Sammler feels that he lasted rather than survived, and yet, friends and family ascribe to him the authority of a judge or a priest. Financially, the well-educated Polish Jew who lived with his family in London between the wars writing for Polish periodicals now completely depends on the generosity of his wealthy nephew, the surgeon Arnold “Elya” Gruner, who brought him and Shula to New York.
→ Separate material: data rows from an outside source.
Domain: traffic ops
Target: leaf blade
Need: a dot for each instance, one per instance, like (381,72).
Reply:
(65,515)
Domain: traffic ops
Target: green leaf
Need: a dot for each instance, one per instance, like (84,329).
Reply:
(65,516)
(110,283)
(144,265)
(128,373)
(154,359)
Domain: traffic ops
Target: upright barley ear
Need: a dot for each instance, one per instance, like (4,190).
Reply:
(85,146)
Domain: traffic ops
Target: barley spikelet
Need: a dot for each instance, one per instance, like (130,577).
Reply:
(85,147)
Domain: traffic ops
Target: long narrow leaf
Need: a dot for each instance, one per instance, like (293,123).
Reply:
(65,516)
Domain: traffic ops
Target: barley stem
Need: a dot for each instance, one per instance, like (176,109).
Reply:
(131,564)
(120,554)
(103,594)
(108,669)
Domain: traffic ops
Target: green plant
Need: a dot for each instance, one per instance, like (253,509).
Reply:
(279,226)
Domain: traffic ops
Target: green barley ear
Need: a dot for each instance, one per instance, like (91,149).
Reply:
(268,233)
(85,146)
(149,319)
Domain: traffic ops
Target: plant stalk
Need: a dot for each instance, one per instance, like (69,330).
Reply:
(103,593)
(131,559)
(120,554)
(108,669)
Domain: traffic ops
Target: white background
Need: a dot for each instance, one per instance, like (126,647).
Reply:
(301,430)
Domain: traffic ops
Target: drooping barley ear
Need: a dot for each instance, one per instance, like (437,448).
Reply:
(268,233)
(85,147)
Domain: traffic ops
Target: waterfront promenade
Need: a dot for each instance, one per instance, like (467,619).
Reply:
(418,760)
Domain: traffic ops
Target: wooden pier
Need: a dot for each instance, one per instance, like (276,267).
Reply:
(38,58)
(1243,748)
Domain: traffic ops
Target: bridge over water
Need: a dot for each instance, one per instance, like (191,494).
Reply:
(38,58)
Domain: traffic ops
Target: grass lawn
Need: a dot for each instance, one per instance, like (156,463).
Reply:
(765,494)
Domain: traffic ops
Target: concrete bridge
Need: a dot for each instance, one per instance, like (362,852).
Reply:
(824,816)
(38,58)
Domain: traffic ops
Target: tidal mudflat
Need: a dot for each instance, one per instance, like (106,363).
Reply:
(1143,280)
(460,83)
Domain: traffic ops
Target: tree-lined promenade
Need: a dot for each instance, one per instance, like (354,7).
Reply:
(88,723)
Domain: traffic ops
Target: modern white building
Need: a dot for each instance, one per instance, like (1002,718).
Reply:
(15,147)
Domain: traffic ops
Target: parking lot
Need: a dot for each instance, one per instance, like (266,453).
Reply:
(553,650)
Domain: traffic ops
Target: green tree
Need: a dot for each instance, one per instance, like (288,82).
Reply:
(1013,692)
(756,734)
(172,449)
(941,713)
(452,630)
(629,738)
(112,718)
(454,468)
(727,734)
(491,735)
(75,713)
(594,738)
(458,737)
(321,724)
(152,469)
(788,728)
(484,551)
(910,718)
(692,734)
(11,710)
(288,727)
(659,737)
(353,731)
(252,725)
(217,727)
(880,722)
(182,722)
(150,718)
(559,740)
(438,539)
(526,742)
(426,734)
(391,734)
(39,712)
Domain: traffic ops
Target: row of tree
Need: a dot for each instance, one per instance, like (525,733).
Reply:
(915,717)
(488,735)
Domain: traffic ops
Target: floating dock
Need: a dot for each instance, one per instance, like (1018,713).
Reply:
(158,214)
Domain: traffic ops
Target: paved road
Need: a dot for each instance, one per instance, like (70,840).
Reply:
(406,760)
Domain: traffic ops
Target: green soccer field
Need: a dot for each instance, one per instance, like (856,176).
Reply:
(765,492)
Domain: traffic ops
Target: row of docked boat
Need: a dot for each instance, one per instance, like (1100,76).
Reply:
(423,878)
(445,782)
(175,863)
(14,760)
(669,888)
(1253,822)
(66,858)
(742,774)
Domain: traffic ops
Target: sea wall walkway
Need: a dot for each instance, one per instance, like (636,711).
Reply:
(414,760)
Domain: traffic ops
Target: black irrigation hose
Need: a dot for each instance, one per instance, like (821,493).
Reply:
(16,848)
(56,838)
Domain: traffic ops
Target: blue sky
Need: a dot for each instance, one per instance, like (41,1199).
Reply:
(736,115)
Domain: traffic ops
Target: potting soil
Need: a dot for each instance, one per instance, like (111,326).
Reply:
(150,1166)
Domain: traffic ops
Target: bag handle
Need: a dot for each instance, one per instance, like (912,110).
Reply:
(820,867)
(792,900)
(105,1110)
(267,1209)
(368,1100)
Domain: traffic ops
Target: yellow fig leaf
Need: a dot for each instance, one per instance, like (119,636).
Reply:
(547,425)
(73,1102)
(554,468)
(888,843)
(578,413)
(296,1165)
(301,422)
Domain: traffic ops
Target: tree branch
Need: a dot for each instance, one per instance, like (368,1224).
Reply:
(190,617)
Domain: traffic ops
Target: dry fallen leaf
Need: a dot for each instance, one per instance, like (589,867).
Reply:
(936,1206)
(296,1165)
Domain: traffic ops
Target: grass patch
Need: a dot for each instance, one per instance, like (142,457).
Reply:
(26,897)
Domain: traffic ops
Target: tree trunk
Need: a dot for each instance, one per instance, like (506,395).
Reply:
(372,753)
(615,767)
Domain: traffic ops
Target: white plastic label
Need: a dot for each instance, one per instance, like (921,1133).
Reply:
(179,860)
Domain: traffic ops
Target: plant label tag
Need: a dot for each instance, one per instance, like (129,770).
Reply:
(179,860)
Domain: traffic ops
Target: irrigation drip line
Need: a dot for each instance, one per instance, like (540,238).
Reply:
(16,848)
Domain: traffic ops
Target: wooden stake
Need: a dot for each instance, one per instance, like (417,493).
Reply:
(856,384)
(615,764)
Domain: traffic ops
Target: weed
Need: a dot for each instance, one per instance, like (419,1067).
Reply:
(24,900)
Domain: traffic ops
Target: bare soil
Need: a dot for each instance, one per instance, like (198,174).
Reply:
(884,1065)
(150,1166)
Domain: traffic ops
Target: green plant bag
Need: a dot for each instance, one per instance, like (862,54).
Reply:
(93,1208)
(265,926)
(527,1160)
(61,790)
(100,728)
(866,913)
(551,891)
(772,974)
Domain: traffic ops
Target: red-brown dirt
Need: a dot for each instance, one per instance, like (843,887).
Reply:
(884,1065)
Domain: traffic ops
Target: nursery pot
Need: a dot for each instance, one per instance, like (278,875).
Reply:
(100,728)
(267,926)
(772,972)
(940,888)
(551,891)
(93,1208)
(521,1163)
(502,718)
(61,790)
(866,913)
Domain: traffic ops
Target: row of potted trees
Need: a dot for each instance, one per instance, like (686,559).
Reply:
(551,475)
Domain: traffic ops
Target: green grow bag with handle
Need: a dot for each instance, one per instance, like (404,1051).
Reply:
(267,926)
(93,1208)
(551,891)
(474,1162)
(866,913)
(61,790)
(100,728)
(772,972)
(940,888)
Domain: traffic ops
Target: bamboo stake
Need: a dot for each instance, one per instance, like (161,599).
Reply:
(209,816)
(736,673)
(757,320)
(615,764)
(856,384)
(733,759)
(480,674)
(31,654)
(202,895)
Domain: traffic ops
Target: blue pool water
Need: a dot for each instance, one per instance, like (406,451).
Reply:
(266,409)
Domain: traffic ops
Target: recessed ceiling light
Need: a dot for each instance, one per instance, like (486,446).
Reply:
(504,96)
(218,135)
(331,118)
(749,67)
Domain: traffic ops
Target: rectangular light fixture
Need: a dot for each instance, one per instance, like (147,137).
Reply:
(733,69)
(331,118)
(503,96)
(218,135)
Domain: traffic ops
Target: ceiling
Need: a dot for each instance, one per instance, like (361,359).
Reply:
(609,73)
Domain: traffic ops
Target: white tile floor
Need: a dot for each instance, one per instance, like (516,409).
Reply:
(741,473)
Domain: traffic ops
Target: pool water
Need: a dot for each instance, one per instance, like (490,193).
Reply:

Apart from occasional guest lectures that he gives at Columbia University, Sammler frequents public libraries and observes the moral decline around him. The sight of a pickpocket at work on the bus captures him.
“[…] It was a powerful event, and illicitly—that is, against his own stable principles—he craved a repetition. One detail of old readings he recalled without effort—the moment in Crime and Punishment at which Raskolnikov brought down the ax on the bare head of the old woman, […]. That is to say that horror, crime, murder, did vivify all the phenomena, the most ordinary details of experience. In evil as in art there was illumination. […]”
On another occasion the pickpocket follows him home, corners him in the lobby and exposes his genitals as a threat. Not enough with this, Sammler has to return a manuscript that his half-crazy daughter stole from an Indian scientist who envisions Moon colonies like H. G. Wells decades earlier because she is obsessed with the idea of him writing a memoir about his friendship with the famous writer in interwar London. Moreover, their benefactor is hospitalised with an aneurysm that will kill him and Shula’s violent ex-husband arrives from Israel to settle down as an artist in New York City…

From a third-person perspective and against the backdrop of the first Moon landing in July 1969,  Mr. Sammler’s Planet portrays a Holocaust survivor who observes his surroundings, i.e. his closest relations and people who just cross his path. He mentally shakes his head in incomprehension and disapproval at the increasingly loose morals that in his opinion must lead to the end of human civilisation. For a person well advanced in age his isn’t a particularly unusual reaction to changed times, but Sammler also shows a mild form of racism attributing the ongoing decline to the influence of what are to him, the European intellectual with old Jewish lineage, the primitive or barbarian ways of Africa. The black pickpocket who fascinates him so strangely is the incorporation of the prejudice that up to a point clearly echoes the demonising Nazi stereotype of Jews although, in the end, his blood restores him as a human being. Also other characters represent aspects of the growing madness that Sammler perceives all around and some of their actions are so grotesque that they make laugh. The plot is of little importance compared to Sammler’s contemplations and a powerful language always spiced with irony, if not sarcasm.

For me reading  Mr. Sammler’s Planet by Saul Bellow has been entertaining, even funny in part, as well as thought-provoking which is something that only few books achieve. A couple of years ago, I read the en-NOBEL-ed author’s earlier (epistolary) novel Herzog and didn’t enjoy it half as much as this one. Although so much older than myself, I found it easy to relate to the protagonist because, in the final analysis, we all live on our separate planets shaped by experiences and emotions of our own in addition to objective knowledge. Besides, nobody will deny that, at least occasionally, the people around us seem to behave like clowns in a poor comedy and the feeling that the world is doomed to go to ruin isn’t entirely strange to any of us, either. In a nutshell, it’s a novel about the human condition with a holocaust extra that deserves my recommendation.